North Korea’s Foreign Ministry on Tuesday aggressively demanded the United States return one of its cargo ships impounded by Washington for carrying shipments banned by United Nations (UN) sanctions.

The ship, called Wise Honest, was seized by the Indonesian government in April 2018 and was towed by the U.S. Coast Guard to a port in the U.S. territory of American Samoa on Saturday after the Treasury Department filed a civil asset forfeiture action on the vessel.

In a Korean-language press statement on Tuesday, a spokesman of North Korea’s Foreign Ministry condemned the U.S. impounding of the ship as a “brazen and illegal act of theft” that violated the fundamental spirit of the June 12 agreement signed by the two countries’ leaders in Singapore.

“The United States should consider the consequences of their thieving actions on future developments and return our ship without delay,” the statement read, adding that the North would be watching Washington’s subsequent moves closely.

Arguing that the “era in which the United States used to move the world according to its will is long past,” the statement added that the seizure of its ship was a blatant violation of international law that testified to Washington’s impudence in subjecting other sovereign countries to its laws.

Claiming that Pyongyang saw the act as an extension of the U.S. “maximum pressure” campaign to bend the North to its will, the statement went on to say that “there is no greater folly than if [the United States] thinks we are one of those countries that acts on the basis of its logic of power.”

Tuesday’s statement by North Korea’s Foreign Ministry is one of the most critical of official messages toward the United States from Pyongyang since the collapse of the second summit between the two countries in Hanoi, Vietnam, last February.

Since then, the North has leveled a variety of attacks on Washington and Seoul through state media, coupled with its recent military provocations in the form of short-range missile launches on May 4 and last Friday.

While the country has threatened consequences unless the vessel is returned, it looks unlikely that the United States will comply to such a demand, as the seizure of the ship - one of the biggest among the North’s cargo fleet - was Washington’s first impounding of a North Korean vessel on the suspicion of violating UN sanctions.

The forfeiture complaint filed by the U.S. Treasury Department on the ship alleged that the Wise Honest was “one of the principal vessels used” in a scheme by the sanctioned Korea Songi General Trading Corporation and one of its main representatives Kwon Chol-nam to export natural resources like coal on behalf of the North Korean government.

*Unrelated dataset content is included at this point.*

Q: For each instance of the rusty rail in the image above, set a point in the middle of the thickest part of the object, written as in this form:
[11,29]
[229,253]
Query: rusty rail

According to NK News, a media outlet focusing on North Korea, the vessel was carrying a coal shipment worth around $2.99 million when it was detained by Indonesia.

UN Security Council Resolution 2371, adopted in response to the North’s two intercontinental ballistic missile (ICBM) tests in July 2017, bans the export of materials like coal, iron, lead and seafood by the North.

Resolution 2397 from December 2017 requires member states to seize and impound ships found smuggling banned items to and from North Korea.

The Treasury Department complaint also said that the Wise Honest, as well as a number of other involved vessels, were also used to bring back large shipments of heavy machinery into North Korea in exchange for the coal.